それほど反ユダヤ主義(反ドレフュス派)で凝り固まっているゲルマント大公だというのに、しかも余命幾許(いくばく)も無いというのに、ユダヤ人スワンはどうしてそんな病身を押してまで、今夜のゲルマント大公夫人の夜会に出席するというのだろう、と訝(いぶか)る語り手だったが、ゲルマント大公夫人の夜会に出席する前にサン=トゥーベルト侯爵夫人の晩餐会へ出ようと急ぐゲルマント公爵夫人に会ったスワンを例の才気(エスプリ)の効いた会話で、来年の春のイタリア・シチリア旅行へと誘うゲルマント公爵夫人だった。
そんなゲルマント公爵夫人の誘(いざな)いに対してスワンは『もう僕は長くはありませんから』と答えるのだった。

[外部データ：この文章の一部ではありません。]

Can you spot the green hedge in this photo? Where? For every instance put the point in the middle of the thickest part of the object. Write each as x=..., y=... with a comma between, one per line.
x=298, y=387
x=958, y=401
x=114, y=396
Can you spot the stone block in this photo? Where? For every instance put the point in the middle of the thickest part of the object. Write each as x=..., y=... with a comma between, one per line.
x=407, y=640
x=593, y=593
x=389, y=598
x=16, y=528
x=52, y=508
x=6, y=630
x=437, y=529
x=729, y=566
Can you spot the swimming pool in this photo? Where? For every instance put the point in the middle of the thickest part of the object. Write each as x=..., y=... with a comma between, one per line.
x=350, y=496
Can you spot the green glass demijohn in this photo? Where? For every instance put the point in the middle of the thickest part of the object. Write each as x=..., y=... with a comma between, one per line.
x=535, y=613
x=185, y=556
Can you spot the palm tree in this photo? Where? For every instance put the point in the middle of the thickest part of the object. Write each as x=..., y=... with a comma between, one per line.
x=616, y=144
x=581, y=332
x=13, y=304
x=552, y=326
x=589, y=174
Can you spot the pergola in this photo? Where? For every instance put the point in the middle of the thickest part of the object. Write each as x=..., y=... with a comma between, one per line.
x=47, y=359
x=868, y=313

しかし、サン=トゥーベルト侯爵夫人の晩餐会へと急ぐ公爵夫人はスワンに簡単な、実に簡単な励ましの言葉を与えて、馬車に乗り込もうとするのだったが、その時赤いドレスを着ているのに黒い靴を履いている夫人に気付いた公爵は、公爵夫人に“赤い靴を履くように”、と指示するのだった。
そして公爵はスワンにこう言うのだった。
『それからあなたはね、医者のたわごとにあまりくよくよしなさるなよ。いやはや!あいつらはみんなたわけですよ。あなたは、ポン=ヌフみたいに丈夫な人なんだから。われわれのだれよりも長生きするにきまっているよ』
以上で「失われた時を求めて」第三篇「ゲルマントの方」は終わり、次からは第四篇「ソドムとゴモラ」に進みます。